A diarreia pode ser uma tentativa do corpo de expelir uma angústia aguda
Emoções indigestas e adoecimento físico
A forma como pensamos e sentimos molda nossas emoções — e emoções mal digeridas, quando reprimidas ou cronicamente vividas, podem enfraquecer o sistema imunológico, aumentando a vulnerabilidade a doenças.
Entre os sentimentos mais associados às somatizações intensas estão:
• Ressentimento
• Raiva
• Inveja
• Culpa
• Tristeza profunda
• Medo
• Mágoa
• Falta de perdão
O perfil psicológico de quem somatiza costuma incluir traços como rigidez, repressão emocional, angústia, perfeccionismo e alto nível de autocobrança.

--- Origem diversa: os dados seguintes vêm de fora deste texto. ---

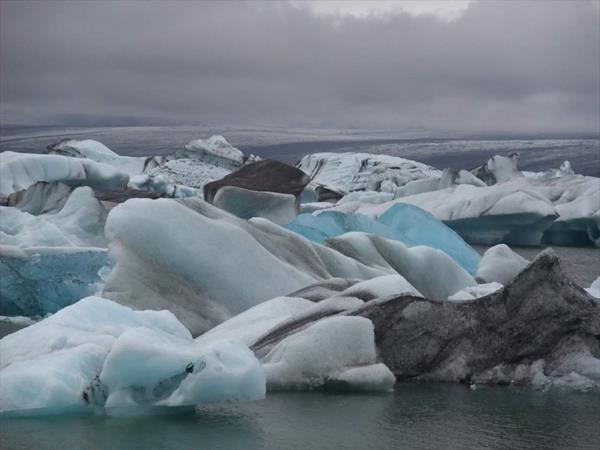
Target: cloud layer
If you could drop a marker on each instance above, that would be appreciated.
(508, 66)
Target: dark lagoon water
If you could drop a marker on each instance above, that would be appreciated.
(289, 145)
(582, 264)
(414, 416)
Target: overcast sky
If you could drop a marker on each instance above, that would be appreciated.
(466, 66)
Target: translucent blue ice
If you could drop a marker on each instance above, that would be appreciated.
(402, 222)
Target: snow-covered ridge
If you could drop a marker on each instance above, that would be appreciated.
(494, 203)
(282, 307)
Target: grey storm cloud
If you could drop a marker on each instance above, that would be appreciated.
(499, 66)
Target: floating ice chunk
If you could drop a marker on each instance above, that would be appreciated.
(374, 377)
(324, 353)
(80, 223)
(244, 203)
(363, 171)
(215, 150)
(18, 171)
(432, 272)
(500, 264)
(39, 198)
(381, 287)
(504, 168)
(406, 223)
(594, 288)
(150, 367)
(513, 212)
(214, 265)
(40, 280)
(248, 326)
(173, 176)
(97, 151)
(97, 353)
(472, 292)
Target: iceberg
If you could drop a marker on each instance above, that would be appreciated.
(97, 354)
(500, 264)
(431, 272)
(51, 260)
(513, 212)
(97, 151)
(333, 353)
(190, 269)
(18, 171)
(402, 222)
(363, 171)
(214, 150)
(245, 204)
(41, 280)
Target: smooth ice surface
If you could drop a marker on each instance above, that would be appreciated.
(500, 264)
(472, 292)
(504, 168)
(51, 260)
(79, 223)
(251, 324)
(406, 223)
(215, 149)
(40, 280)
(245, 204)
(206, 265)
(18, 171)
(594, 288)
(97, 151)
(97, 353)
(363, 171)
(432, 272)
(323, 354)
(381, 287)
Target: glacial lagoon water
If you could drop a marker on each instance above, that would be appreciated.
(415, 416)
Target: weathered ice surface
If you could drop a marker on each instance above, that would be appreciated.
(245, 204)
(267, 175)
(540, 329)
(363, 171)
(37, 281)
(18, 171)
(39, 198)
(500, 264)
(98, 356)
(211, 265)
(406, 223)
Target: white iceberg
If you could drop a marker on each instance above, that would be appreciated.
(215, 150)
(97, 354)
(431, 272)
(363, 171)
(473, 292)
(189, 268)
(333, 353)
(50, 260)
(18, 171)
(500, 264)
(244, 203)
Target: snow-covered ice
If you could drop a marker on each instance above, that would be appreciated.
(335, 353)
(244, 203)
(18, 171)
(97, 353)
(363, 171)
(500, 264)
(406, 223)
(206, 265)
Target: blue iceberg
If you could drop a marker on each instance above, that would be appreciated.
(402, 222)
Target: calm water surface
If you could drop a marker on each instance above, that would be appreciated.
(582, 264)
(422, 416)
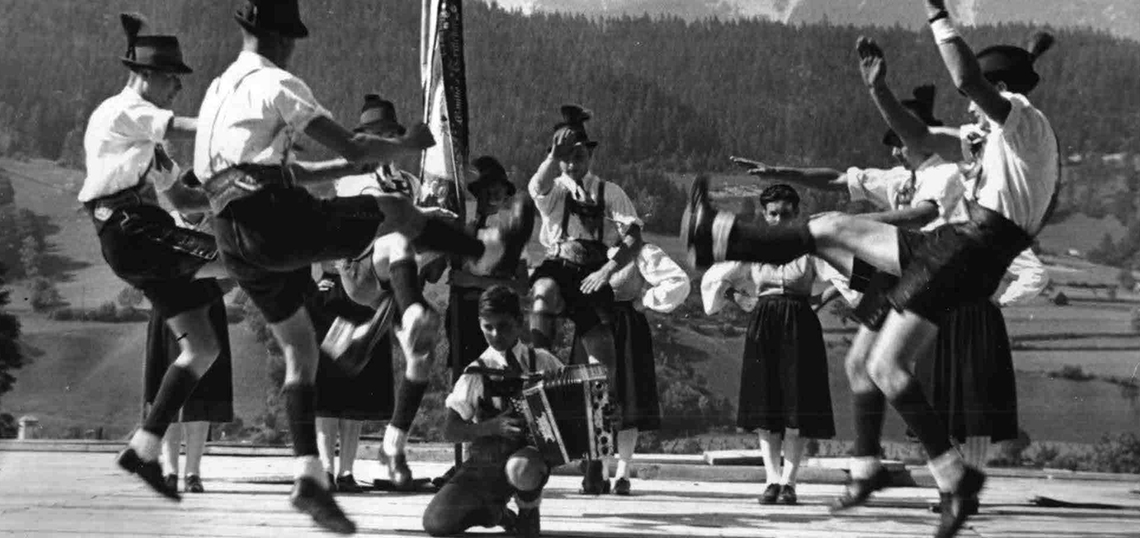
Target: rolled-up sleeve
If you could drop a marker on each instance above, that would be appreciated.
(296, 104)
(719, 278)
(669, 284)
(1029, 278)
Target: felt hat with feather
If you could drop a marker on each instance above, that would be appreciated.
(1014, 65)
(573, 122)
(156, 53)
(282, 17)
(377, 116)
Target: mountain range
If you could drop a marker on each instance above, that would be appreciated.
(1118, 17)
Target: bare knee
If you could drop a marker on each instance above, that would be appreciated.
(526, 470)
(547, 296)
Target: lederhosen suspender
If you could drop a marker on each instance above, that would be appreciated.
(594, 213)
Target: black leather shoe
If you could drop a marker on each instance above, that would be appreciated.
(345, 483)
(594, 483)
(860, 490)
(621, 487)
(194, 484)
(151, 473)
(697, 225)
(788, 495)
(771, 494)
(308, 497)
(398, 472)
(957, 508)
(527, 523)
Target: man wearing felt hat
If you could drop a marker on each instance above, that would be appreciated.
(583, 217)
(270, 230)
(127, 170)
(1016, 162)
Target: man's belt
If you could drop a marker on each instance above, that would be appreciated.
(243, 180)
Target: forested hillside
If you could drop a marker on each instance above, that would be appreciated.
(664, 91)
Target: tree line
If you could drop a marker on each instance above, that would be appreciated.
(666, 94)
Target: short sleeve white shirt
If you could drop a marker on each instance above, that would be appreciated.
(619, 211)
(1020, 165)
(251, 114)
(119, 145)
(467, 392)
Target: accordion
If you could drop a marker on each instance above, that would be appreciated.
(568, 414)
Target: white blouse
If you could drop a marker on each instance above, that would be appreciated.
(658, 282)
(754, 280)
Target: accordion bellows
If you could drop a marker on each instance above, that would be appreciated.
(569, 415)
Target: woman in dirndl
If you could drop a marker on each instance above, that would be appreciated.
(652, 282)
(345, 401)
(212, 399)
(784, 389)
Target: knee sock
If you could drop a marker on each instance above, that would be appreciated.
(542, 329)
(768, 244)
(440, 236)
(869, 409)
(407, 404)
(920, 417)
(177, 386)
(300, 408)
(406, 288)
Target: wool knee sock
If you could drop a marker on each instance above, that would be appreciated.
(178, 383)
(300, 408)
(920, 417)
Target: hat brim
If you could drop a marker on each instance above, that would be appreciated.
(382, 129)
(296, 30)
(178, 68)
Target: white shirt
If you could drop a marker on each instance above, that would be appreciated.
(619, 210)
(469, 389)
(653, 278)
(935, 180)
(119, 145)
(758, 279)
(371, 182)
(1029, 279)
(251, 114)
(1020, 165)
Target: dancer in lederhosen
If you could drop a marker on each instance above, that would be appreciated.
(969, 376)
(390, 267)
(127, 169)
(212, 400)
(784, 388)
(653, 282)
(491, 189)
(1018, 171)
(345, 400)
(573, 279)
(270, 229)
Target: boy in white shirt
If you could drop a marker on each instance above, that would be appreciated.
(501, 463)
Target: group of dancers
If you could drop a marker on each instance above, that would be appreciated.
(327, 272)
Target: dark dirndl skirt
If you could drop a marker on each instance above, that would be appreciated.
(969, 378)
(465, 339)
(368, 396)
(212, 399)
(635, 373)
(784, 375)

A longo prazo, essas emoções podem contribuir para o desenvolvimento de condições como:
• Úlceras gástricas
• Fibromialgia
• Doenças autoimunes
• Problemas cardíacos e respiratórios
• Câncer (em casos extremos, como fator contributivo e não causal único)
O perdão, em especial, é destacado como um ato de inteligência emocional — um gesto de autocuidado para não perpetuar o próprio sofrimento.
Conclusão
A ansiedade, quando se transforma em transtorno, exige acolhimento, escuta, compreensão e tratamento contínuo. Olhar para as emoções com atenção, aprender a nomeá-las e compreendê-las é um dos caminhos mais potentes para o cuidado da saúde física e mental.
A psicossomática nos convida a ouvir o corpo como quem ouve uma criança — com paciência, empatia e humildade.